Müslüman hiç bir şahıs ve ekibin kapris ve özel çıkarlarının aleti olamaz. Kur'ani olan ümmetin bütünlüğüdür.


DOST TOKADI DAHA ACIDIR
İnsan en çok , en yakınını kaybettiği zaman üzülür. En yakınının vefasızlığını, hıyanetini, adavetini gördüğü zaman kahrolur. Dost tokadı daha acıdır, derler.

Düşmandan düşmanlık, dosttan dostluk beklenir. Düşmanın dost olmasına sevinilir. Fakat dostun düşman olması insana acı ve üzüntü verir. Güven duygusu yıkılır. Barındığı evin, üzerine yıkılması gibi bir hisse kapılır.

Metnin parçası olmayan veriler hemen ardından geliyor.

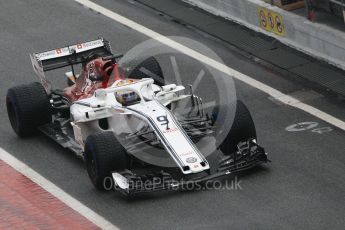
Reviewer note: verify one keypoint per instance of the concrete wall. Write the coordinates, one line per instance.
(314, 39)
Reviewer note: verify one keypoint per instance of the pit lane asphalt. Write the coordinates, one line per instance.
(303, 187)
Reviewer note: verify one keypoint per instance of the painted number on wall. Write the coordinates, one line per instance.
(271, 21)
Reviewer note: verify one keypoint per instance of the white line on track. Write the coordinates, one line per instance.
(55, 191)
(286, 99)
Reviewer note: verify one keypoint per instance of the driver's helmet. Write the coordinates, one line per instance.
(100, 69)
(127, 97)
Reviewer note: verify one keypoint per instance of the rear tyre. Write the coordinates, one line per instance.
(243, 129)
(149, 68)
(103, 155)
(28, 107)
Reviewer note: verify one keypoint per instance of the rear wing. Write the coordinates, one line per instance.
(67, 56)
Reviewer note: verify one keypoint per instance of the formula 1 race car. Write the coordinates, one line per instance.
(114, 119)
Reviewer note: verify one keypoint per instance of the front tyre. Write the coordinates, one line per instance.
(242, 129)
(28, 107)
(103, 155)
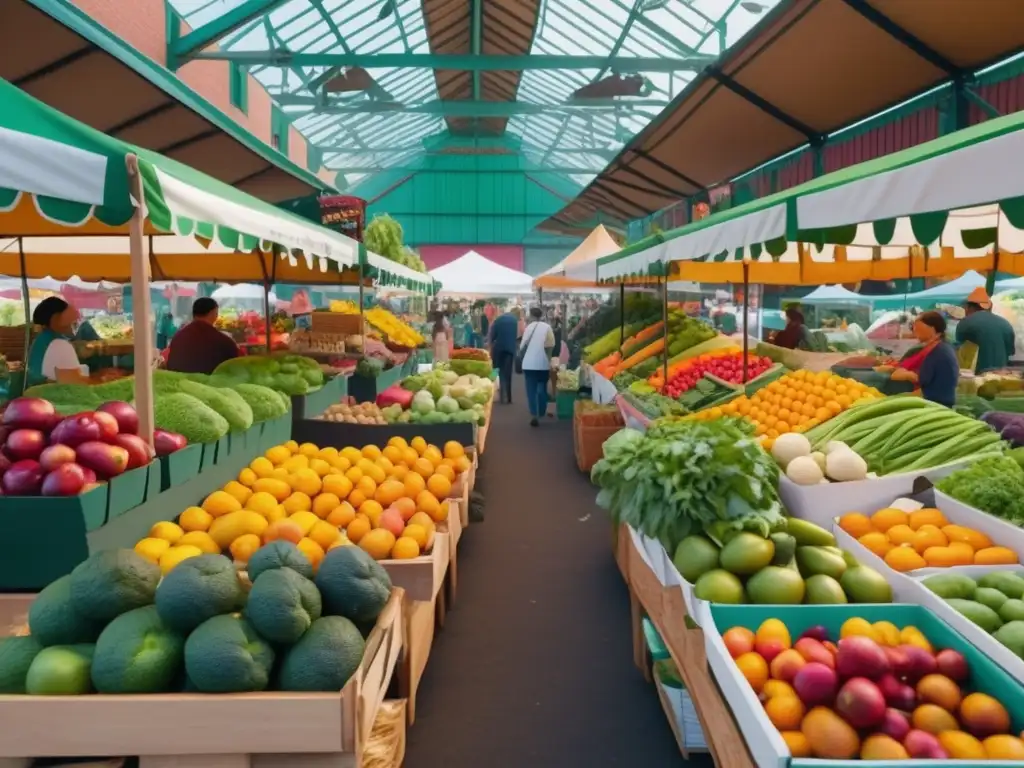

'BİRBİRLERİNİN BOYNUNU VURANLAR HALİNE GELMEYİN'
Hz. Peygamber (s.a.v.) veda hutbesinde 'Benden sonra birbirlerinin boynunu vuran kafirler haline gelmeyin.' buyurmuştu. Hz. Peygambere ümmet olduğunu, onu çok sevdiğini söyleyenler onu son derece incitip üzecek bir konum içinde nasıl bulunabilirler?

Birbirleriyle çekiştiklerinde güçlerini kaybedip bozguna uğrayacaklarını, düşmanlara yem olacaklarını nasıl akıl etmezler?

Bu ikazı daima göz önünde bulundurursak tefrika ve dağınıklığın önüne geçer, ümmet birliğini korur, gücümüzü, onur ve izzetimizi muhafaza etmiş oluruz.
Aynı safta namaz kılan, aynı kıbleyi tavaf eden, Kur'an'ı ve sünneti kendine rehber edinen bir Müslüman abartılmış, sivriltilmiş, hayali güç ve meziyetlerle donatılmış şahısların kaprisleri için öz kardeşlerine cephe alamaz.
Tefrikanın gerekçesi olamaz. İhtilaf anında nereye müracaat edileceği bellidir. İttifak için aslolan iyi niyet ve samimiyettir. Enaniyetin, menfaatin, ihtirasın esiri olanlarla bir yere varılmaz. Böylelerinin ateşine odun taşımak, bunların ihtiraslarına alet olmak büyük vebaldir.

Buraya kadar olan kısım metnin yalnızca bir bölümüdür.